Mirza poursuit son enquête dans les émeutes de Chiyah-Mar Mikhaël

Mirza poursuit son enquête dans les émeutes de Chiyah-Mar Mikhaël



L’enquête judiciaire, qui doit faire la vérité sur les émeutes de Chiyah-Mar Mikhaël dimanche dernier, se poursuit avec la diligence promise par les responsables.
Parallèlement à l’enquête judiciaire, une commission d’enquête militaire a été formée, pour déterminer la manière dont l’armée a réagi aux émeutiers.

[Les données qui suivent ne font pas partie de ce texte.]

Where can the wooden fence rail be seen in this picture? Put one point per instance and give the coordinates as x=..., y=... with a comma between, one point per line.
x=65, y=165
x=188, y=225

Entre-temps, la commission judiciaire s’est réunie hier, sous la présidence de M. Saïd Mirza, procureur général près la Cour de cassation, en présence du commissaire du gouvernement près le tribunal militaire, Jean Fahd, et du commandant de la police militaire, le brigadier Nabil Ghafari, pour faire le point des résultats déjà enregistrés par l’enquête.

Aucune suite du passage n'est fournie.